Это жизнь, детка… Книга рассказов - страница 62



Другую зиму Евдокия кое-как проводила, а на весну ее испуг взял. Вышла в поле – матушки! Земля, как женщина, ждать не может. Её обихаживать надо, а у Евдокии только две руки, да двое птенцов желторотых, шеи тянут, хлебца-молочка просят, галдят, за юбку держатся – не ворохнется, как два крыла перебитых. На диверьев какая надежа! Всяк в свой карман лезет. Да и деверьям туго стало, скотинку, правда, успели порезать, а зернышки все пришлось до единой в колхоз под будущий урожай ссыпать. Прав был брательник их, покойный Петр Петрович, колхозная жизнь началась, веселая, как поминки.

Евдокия тоже к колхозу прислонилась: не дадут люди ей с ребятишками с голоду помереть. Председатель колхоза пришлый, картавый, партией мобилизованный, топчется в правлении, щепотью за бумаги держится, а в поле выйти боится – то ли зашибут его болезного, то ли сами со смеху по-умирают, глядя на его беспомощность.

Сеяли кое-как, а взошло и того хуже, совсем плохо, да и скотина, согнанная в один загон, тоже с непривычки слабнуть стала, под сохой спотыкается. Урожай так-на-так пришелся. Пуд пошвыряли в грязцо, пуд и взяли. Делать нечего. Бабы на пожинках голосить стали – зима – вот она, а в амбарах, еще сохранившихся от старой жизни, «мыши одне», как говорила Евдокия Петровна.

Потянулись сельчане птицами перелетными после первого снегопада на юг, в Донбасс, на шахты. Донбасс, с ударением на первом слоге, по-старинному.

Другие с мужиками, – а ей как? Колюша – еще ничего, а Лизавета совсем дите.

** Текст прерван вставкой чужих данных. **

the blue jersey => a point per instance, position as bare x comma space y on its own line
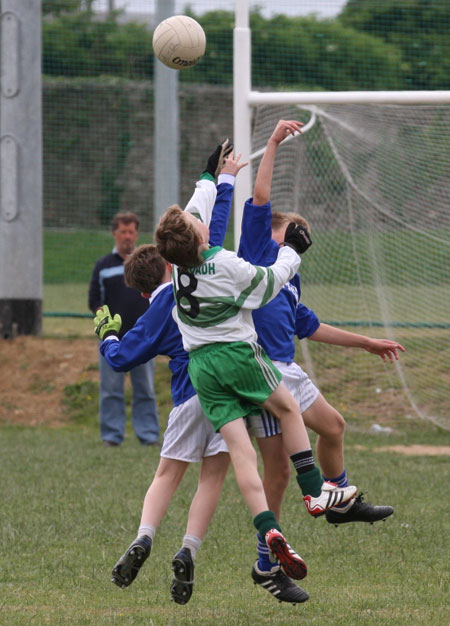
278, 322
156, 332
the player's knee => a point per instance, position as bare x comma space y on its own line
336, 425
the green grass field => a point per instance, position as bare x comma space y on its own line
70, 508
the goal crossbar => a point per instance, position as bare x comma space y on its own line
256, 98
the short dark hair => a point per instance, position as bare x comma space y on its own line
177, 240
124, 217
144, 269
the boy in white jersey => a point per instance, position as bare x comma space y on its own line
189, 436
216, 293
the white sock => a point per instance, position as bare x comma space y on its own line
147, 529
193, 543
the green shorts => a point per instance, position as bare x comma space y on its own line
231, 379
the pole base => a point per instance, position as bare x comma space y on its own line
20, 317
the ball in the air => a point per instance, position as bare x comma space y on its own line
179, 42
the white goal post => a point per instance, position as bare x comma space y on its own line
244, 99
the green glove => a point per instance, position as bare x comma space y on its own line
104, 324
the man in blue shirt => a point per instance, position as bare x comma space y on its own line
107, 287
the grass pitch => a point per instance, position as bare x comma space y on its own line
71, 507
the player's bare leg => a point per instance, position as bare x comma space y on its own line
203, 506
318, 496
244, 460
156, 502
329, 424
276, 470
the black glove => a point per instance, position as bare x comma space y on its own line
217, 159
297, 238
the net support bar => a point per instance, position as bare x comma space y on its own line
256, 98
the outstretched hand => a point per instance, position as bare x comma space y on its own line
284, 128
385, 348
217, 158
232, 165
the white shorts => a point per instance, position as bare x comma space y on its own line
300, 386
190, 435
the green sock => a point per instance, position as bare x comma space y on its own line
310, 482
265, 521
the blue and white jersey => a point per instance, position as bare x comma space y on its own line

Сидела на месте, до самого последнего, Евдокия. Все, что можно было съесть, съели. Забила двери, окна крест-накрест досками, села, плачет. Детишки к ногам, как щенята жмутся. Перекрестилась, пошла. До станции километров пятнадцать не помнила, как шла. Очнулась в поезде. Кондуктор, дай Бог ему здоровья, да какое там здоровье, давно это было, помер, видно, сжалковался над сиротами, билета не спрашивал. Доехали…

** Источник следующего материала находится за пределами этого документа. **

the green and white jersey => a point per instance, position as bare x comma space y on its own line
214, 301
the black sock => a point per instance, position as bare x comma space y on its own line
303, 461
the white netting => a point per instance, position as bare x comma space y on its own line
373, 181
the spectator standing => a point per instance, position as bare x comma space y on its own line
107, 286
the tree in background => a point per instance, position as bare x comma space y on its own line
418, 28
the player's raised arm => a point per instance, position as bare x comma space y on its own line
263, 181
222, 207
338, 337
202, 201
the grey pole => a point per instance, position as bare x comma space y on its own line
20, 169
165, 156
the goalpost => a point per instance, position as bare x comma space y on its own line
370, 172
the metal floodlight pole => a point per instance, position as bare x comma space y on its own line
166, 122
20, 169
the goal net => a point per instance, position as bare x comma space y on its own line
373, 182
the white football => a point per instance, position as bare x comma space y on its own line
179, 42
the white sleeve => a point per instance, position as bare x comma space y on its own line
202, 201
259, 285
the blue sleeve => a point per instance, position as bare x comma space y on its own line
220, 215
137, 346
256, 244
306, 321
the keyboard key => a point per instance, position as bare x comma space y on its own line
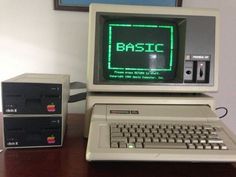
216, 140
122, 145
165, 145
138, 145
165, 136
130, 145
119, 139
114, 145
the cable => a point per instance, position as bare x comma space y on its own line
78, 96
226, 111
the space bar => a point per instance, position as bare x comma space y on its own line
165, 145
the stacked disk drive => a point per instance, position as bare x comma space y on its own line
34, 110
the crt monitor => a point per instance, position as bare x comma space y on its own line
152, 49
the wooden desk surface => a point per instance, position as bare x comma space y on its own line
69, 161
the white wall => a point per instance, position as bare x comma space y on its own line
36, 38
226, 96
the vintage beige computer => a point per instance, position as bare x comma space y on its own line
148, 71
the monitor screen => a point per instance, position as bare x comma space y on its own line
152, 49
140, 50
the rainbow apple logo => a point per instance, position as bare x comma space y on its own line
51, 139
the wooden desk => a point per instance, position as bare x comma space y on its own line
69, 161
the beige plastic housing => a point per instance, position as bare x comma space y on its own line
143, 99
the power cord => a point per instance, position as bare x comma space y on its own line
79, 96
225, 109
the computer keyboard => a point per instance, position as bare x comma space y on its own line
165, 136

А в Донбассе такая же проруха. Рабочие руки нипочем стали. Мужики в драку за кайло хватались, – кому выпадет инструментом завладеть. А их, счастливцев, в шахту не пускают. Народу тьма-тьмущая!

Но судьба сжалилась над Евдокией. Стоит она у конторы, плачет. Умирать не страшно, да куда детей девать? Вот они, как ромашки белые, первоцвет еще…

Вдруг из-за поворота, со стороны дымящего серой террикона, выскочил прямо на толпу, цыганистой масти, жеребец, запряженный в резную, хорошей старой выделки, бричку, обшитую вишневого цвета кожей. Бричка остановилась, танцуя на высоких рессорах. Разгоряченный жеребец недовольно задыши ноздрями, замотал головой, вероятно, не соглашаясь с возницей за столь короткую пробежку и копытя передними ногами кочковатую подмерзшую землю. Так веселый, подвыпивший шахтер топчет недокуренную цигарку, перед тем, как пуститься в пляс на потеху публике.

В бричке, ну, если говорить по-старинному, сидела барыня в черной широкополой шляпе с красным бантом, в длинной собольей шубке, купленной по случаю, наверное, еще в торгсине при НЭПе.

Барыня, бросив вожжи выбежавшему из толпы человеку, легко спрыгнула с прогнутой, как ласточкино крыло подножке, и пошла сквозь расступившийся народ к широкому, но неприветливому крыльцу конторы, где стояла, как раз Евдокия.

Лизавета, до того испуганно цеплявшаяся за юбку своей матери, почему-то выбежала на середину прогала и, остановившись, широкими глазами заворожено смотрела на красавицу барыню, загораживая ей дорогу.